Wondering what had happened but not wanting to grill her daughter, Joanna changed the subject. “How was driver’s ed?”
“Mr. Forte is having a hard time finding a stick-shift vehicle for me to practice on.”
Jenny had won her local rodeo crown, but there were other titles to conquer. If she intended to run for or win any of those, both Jenny and her horse, Kiddo, needed to attend the far-flung competitions, a reality which had underscored the fact that they needed suitable horse-hauling transportation.
With that in mind, Butch had gone on Craigslist and found a bargain-basement used dual-cab Toyota Tundra pickup complete with a heavy-duty towing package. It was a good enough deal that he had snapped it up on the spot.
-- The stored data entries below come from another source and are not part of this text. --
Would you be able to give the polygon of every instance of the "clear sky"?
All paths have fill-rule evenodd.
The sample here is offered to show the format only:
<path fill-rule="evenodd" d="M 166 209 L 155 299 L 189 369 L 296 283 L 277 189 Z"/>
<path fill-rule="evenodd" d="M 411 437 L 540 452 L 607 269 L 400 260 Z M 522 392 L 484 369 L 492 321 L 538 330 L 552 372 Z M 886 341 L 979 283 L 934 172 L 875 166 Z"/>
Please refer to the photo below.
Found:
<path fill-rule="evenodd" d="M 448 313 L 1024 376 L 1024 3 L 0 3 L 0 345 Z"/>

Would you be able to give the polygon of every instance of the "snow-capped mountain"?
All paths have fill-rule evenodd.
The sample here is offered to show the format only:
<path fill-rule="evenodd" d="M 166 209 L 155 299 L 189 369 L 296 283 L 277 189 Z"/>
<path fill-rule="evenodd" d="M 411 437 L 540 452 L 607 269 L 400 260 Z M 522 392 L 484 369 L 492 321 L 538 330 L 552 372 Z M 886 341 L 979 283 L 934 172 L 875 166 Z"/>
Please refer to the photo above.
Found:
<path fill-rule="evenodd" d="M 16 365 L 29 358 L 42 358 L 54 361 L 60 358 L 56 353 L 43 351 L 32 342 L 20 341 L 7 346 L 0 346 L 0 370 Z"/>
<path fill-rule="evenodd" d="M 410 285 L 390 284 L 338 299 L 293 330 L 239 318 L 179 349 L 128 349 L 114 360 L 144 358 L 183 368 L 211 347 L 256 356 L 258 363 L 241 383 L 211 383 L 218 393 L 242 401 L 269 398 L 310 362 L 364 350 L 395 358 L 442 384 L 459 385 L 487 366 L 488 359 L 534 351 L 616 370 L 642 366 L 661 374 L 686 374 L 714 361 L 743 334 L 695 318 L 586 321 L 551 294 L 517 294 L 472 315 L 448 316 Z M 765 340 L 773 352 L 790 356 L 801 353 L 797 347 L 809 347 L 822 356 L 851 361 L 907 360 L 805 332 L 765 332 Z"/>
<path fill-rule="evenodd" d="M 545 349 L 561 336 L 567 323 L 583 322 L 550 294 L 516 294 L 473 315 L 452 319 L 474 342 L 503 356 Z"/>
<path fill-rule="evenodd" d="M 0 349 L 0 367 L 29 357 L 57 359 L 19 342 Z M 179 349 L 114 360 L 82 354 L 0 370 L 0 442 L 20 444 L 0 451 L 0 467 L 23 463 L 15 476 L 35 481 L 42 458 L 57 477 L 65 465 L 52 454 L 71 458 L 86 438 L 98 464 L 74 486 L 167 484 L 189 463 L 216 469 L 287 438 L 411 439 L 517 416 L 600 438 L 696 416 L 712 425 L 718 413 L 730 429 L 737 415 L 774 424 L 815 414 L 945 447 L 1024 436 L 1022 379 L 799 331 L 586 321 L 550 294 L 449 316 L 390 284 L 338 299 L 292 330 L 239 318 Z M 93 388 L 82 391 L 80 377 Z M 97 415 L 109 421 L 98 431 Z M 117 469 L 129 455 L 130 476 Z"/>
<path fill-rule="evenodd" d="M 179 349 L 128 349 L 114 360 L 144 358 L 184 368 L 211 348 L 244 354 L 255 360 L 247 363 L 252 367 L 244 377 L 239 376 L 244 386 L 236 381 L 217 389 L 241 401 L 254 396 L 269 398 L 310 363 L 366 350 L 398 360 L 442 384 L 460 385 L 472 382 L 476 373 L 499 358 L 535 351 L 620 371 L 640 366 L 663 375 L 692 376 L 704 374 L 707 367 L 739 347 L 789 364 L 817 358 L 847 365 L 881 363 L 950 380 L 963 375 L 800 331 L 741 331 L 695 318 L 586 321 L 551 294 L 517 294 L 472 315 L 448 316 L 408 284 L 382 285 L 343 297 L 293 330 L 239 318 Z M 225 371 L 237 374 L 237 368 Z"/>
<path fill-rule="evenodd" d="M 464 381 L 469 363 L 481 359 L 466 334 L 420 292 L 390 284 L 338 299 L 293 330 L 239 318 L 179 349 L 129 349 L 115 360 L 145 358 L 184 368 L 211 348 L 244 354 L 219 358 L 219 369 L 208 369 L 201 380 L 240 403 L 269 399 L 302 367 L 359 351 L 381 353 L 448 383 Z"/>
The only sticking point had to do with the fact that the Tundra came with a manual transmission, and all the vehicles used for Bisbee High School’s driver’s ed classes were automatics.
“If Butch finishes going over his copyediting, maybe he can take you out for a spin tomorrow since you don’t have school.”
“I’m working tomorrow,” Jenny said. “We’re planning to do the driving thing on Saturday.”
Faced with severe budget shortfalls, the school district had switched to four-day weeks, leaving the schools shuttered on Fridays and weekends. It cut down on utilities and transportation costs, but it left working parents scrambling for something to do with their kids each Friday when school was out and the parents still had to work. Joanna was fortunate. On those days when extra kids had to be accommodated at the church-run preschool and day care, Dennis was usually able to be at home with Butch. When Butch wasn’t available, they could call on Carol Sunderson, their part-time housekeeper, and her two grandsons.
Joanna pulled over to the curb, and Jenny dashed inside to get her brother. While she was gone, Joanna called Alvin Bernard, Bisbee’s chief of police. She was still on hold when Jenny came out with Dennis in tow. As Jenny strapped her little brother into the car seat that was a permanent fixture in Joanna’s patrol car, Alvin finally came on the line.
“Sorry to make you wait so long,” Alvin said. “I’m busier than a one-legged man at a butt-kicking contest.”
Like Arlee Jones, Alvin Bernard was a good old boy of a certain vintage. When Joanna was first elected sheriff, Alvin hadn’t exactly welcomed her to the local law enforcement community with open arms. Over time, however, they had buried the hatchet and learned to work together.
“What’s the deal with Debra Highsmith?” Joanna asked.
“Sorry, I suppose I should have given you a call about this,” Alvin said, “but it’s been crazy. When she didn’t show up at school this morning and didn’t call in, we sent out officers to do a welfare check. They found nothing—zip. Her purse was there, but her cell phone, car keys, and car are missing. And there’s a pair of shoes on the floor beside the door, as though she kicked them off as soon as she came inside. There was no sign of forced entry. No sign of a struggle. It’s as though she went home after school yesterday afternoon and then both she and her vehicle simply vanished into thin air. We’ve checked with all the neighbors. No one admits to having seen or heard anything out of the ordinary with her or with her dog.”
“She’s got a dog?” Joanna asked.
“A big Doberman,” Alvin replied. “The neighbors tell us she’s only had him a couple of weeks, but he’s gone, too. Dog dishes and doggy doo-doo are everywhere. No dog, but with the car and keys gone, it’s unlikely that the woman’s on foot, and chances are the dog is with her. All the same, we’re searching the neighborhood in case she went out for a walk with the dog. It could be she suffered some kind of medical emergency and ended up in a ditch where no one can see her. Or else she’s in a hospital. I’ve got someone calling hospitals in the area just in case.”